Regarding success and failure, at the beginning of the program, I asked if anyone had ever failed out of the program. The answer was no, everyone who left self-selected. I later asked the same question regarding comps: had anyone failed comps? The answer was that a student or two had retaken a section of comps in order to pass, but no one had completely failed (and you got one do-over if that happened). These were crucial questions for me. It also helped me to reflect on students who had bigger jobs, or were also raising kids, or otherwise were generally worse off than me in the distraction department. If so-and-so, with the big Ivy League job, or so-and-so, with the tiny infant, could do it, couldn’t I? (There is a fallacy inherent here that more prestigious schools are harder to administer, but it is a fallacy that comforted me many a day.)

Onward

I am asked what I will “do” with my Ph.D. In higher education, a doctorate is the expected degree for administrators, and indeed, the news of my successful doctoral defense was met with comments such as “welcome to the club.” So, mission accomplished. Also, I have a job I love, but having better marketability is never a bad idea, particularly in a political moment that can best be described as volatile and unpredictable. I can consult. I can teach (yes, I already could teach, but now more fancy-pants). I could make a reservation at a swanky bistro under the name Dr. Oatmeal and only half of that would be a fabrication. The world is my oyster!
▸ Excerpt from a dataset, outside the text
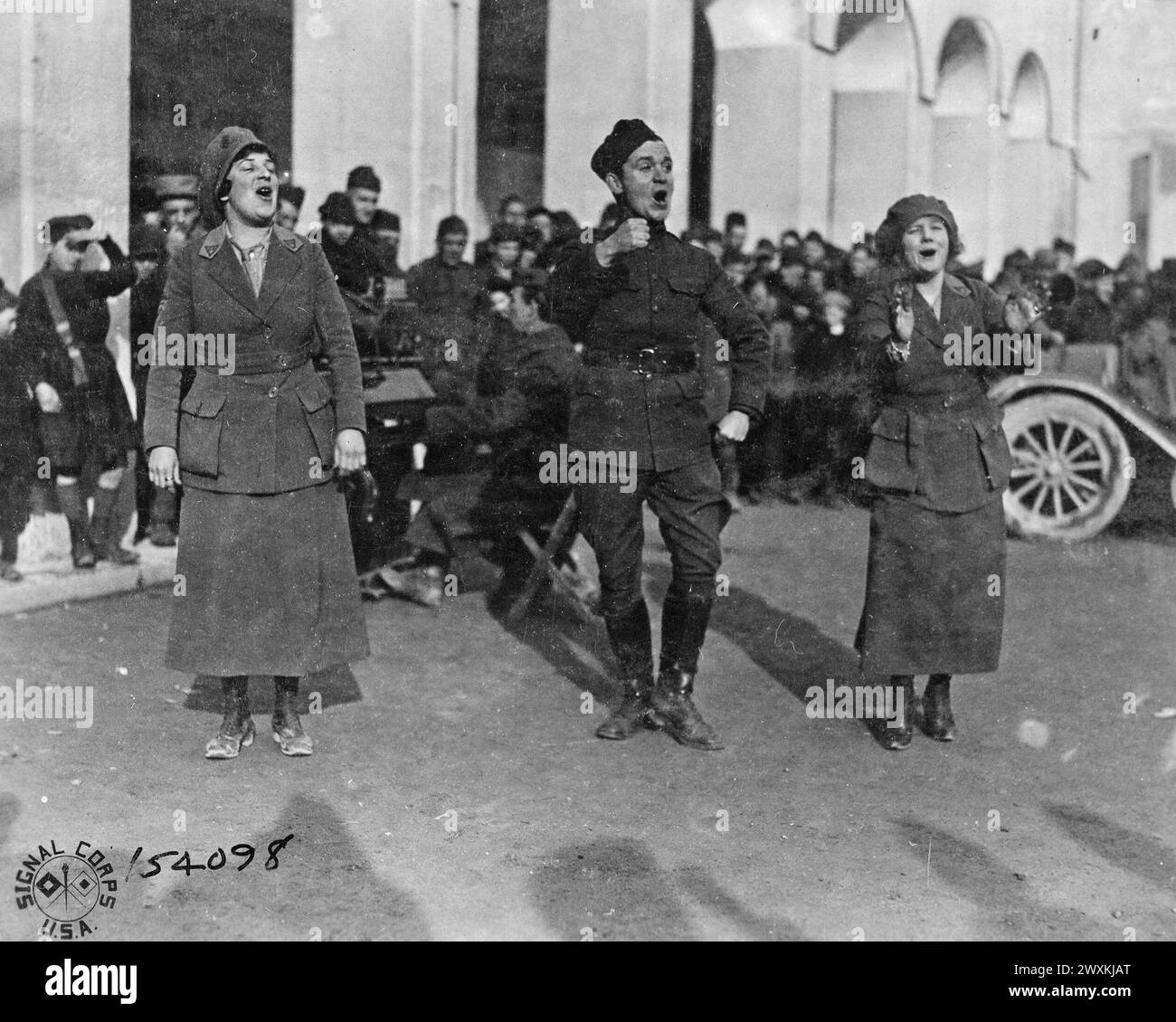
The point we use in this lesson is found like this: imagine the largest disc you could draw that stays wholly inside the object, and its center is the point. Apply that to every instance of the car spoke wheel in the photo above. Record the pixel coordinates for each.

Frankly, I did not enter the program with the idea that I would gain skills and develop the ability to conduct doctoral-quality research (I was really shooting for the fancy six-sided tam), but that happened and I am pondering what to do with this expertise. I already have the joy of being pedantic, if only quietly to myself. Don’t tell me you are writing a “case study” unless it has the elements of a case study not to mention the components of any true research design. Otherwise it’s just anecdata. And of course, when it comes to owning the area of LGTBQ leadership in higher education, I am totally M.C. Hammer: u can’t touch this!

I would not mind being part of the solution for addressing the dubious quality of so much LIS “research.” LibraryLand needs more programs such as the Institute for Research Design in Librarianship to address the sorry fact that basic knowledge of the fundamentals of producing industry-appropriate research is in most cases not required for a masters degree in library science, which at least for academic librarianship, given the student learning objectives we claim to support, is absurd. I also want to write a book, probably continuing the work I have been doing with documenting the working experiences of LGBTQ librarians. But first I need to sort and purge my home office, revisit places such as Hogwarts and Narnia, and catch up on some of those honey-dos and I-owe-you-for-this promises. And buy a six-sided tam.